Artykuł
Centralne sterowanie ludźmi
Chcielibyśmy, by do Polski przybywali wyłącznie pracowici i wykształceni ludzie, a wyjeżdżały niedouczone leniuchy. Tego ideału nigdy nie osiągniemy
Niektórzy mają nadzieję, że zaradzi ona powolnemu wymieraniu Polski. Inni przekonują, że wstrzyknie energię w skrępowany kosztami pracy rynek. Są też tacy, którzy uważają, że ograniczanie jej byłoby nieetyczne, ale ci muszą stawić czoła tym, którzy widzą w niej zagrożenie – dla naszych płac i dla kultury.
Problem migracji dzieli UE, wpływa na wybory prezydenckie w USA, zaś Polskę skłania do budowy zasieków granicznych. To temat olbrzymiej wagi i państwa, które nie zarządzają nim w sposób systemowy, to zwykle te, do których nikt nie chce przybywać. Zwykle, bo wyjątkiem jest Polska. Należymy do państw, które wciąż nie prowadzą polityki migracyjnej, choć od dawna nie jesteśmy wyłącznie miejscem, z którego się ucieka. Liczba przybyszy szukających u nas zatrudnienia rośnie. Na koniec 2023 r., podaje GUS, pracowało u nas ponad 1 mln obcokrajowców, ale w rzeczywistości jest ich więcej.

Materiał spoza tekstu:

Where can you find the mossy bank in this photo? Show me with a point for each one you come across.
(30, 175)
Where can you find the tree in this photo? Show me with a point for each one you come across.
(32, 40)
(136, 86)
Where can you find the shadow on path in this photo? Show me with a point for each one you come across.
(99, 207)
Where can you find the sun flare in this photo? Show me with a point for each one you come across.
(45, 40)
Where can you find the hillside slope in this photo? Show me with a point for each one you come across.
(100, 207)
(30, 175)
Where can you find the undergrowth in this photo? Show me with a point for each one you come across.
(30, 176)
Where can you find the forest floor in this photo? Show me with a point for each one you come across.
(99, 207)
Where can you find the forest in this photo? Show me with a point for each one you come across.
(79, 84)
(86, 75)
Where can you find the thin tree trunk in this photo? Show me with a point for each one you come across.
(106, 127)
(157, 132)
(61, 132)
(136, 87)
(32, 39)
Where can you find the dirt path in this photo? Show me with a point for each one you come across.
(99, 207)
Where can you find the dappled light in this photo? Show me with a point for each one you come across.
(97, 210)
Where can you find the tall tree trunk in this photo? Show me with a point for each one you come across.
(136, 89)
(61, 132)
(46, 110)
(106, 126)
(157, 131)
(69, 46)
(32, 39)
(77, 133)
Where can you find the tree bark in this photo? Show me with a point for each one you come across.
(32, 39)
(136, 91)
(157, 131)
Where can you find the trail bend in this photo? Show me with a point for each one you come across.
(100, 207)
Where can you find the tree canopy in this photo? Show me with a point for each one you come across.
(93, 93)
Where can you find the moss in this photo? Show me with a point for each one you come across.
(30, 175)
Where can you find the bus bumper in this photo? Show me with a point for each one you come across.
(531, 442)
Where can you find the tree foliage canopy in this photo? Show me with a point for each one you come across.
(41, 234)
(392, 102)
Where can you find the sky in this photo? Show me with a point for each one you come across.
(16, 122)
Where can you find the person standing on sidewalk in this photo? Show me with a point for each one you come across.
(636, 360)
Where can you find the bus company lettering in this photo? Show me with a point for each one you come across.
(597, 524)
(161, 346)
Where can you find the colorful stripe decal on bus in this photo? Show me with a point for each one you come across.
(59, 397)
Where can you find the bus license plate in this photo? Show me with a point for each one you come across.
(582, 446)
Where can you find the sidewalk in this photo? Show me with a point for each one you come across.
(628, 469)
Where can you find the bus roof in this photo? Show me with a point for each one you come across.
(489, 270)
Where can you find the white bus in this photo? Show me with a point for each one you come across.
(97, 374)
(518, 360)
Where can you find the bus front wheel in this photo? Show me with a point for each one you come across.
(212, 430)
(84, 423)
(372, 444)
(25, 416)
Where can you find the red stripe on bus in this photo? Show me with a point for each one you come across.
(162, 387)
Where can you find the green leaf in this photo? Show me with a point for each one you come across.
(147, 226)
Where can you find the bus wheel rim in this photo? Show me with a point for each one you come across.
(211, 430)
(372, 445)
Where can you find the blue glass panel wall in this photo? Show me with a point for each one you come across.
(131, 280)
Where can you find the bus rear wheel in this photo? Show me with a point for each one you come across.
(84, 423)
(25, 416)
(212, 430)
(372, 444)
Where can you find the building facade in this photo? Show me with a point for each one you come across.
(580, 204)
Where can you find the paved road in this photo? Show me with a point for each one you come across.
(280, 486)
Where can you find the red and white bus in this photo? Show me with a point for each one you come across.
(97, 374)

Jak więc jednak dobrze zarządzać migracją?
Polityka AA
Przyznajmy szczerze, że – i od lewa do prawa, i bez względu na to, co mówimy oficjalnie – niemal wszyscy chcielibyśmy, by za chlebem przyjeżdżali wyłącznie pracowici, wykształceni i dobrzy ludzie, a wyjeżdżały niedouczone leniuchy bez serca. To przekonanie sprawia, że właściwie nigdzie na Zachodzie nie istnieje poparcie dla całkowicie otwartych ani dla całkowicie zamkniętych granic. Od rządów oczekuje się, że przygotują mechanizmy selekcji przybyszy i gwarancji, że będą oni się integrować z goszczącym ich społeczeństwem.
W latach 80. i 90. XX w. ogólno światowy trend polegał na liberalizacji polityk migracyjnych, ale wydarzenia pierwszych dwóch dekad nowego milenium, jak zamachy terrorystyczne, kazały wielu zwątpić, że to kierunek dobry. Dzisiejsze polityki są mocno zniuansowane, zaś obok celu ekonomicznego i humanitarnego przyświeca im także konieczność zapobiegania terroryzmowi i przestępczości. W takim właśnie duchu sformułowano pierwszą w historii Polski po 1989 r. oficjalną rządową strategię migracyjną i zarazem zapowiedź tego, że w końcu zaczniemy realizować jakąś systemowo zaplanowaną, a nie improwizowaną politykę w tej dziedzinie.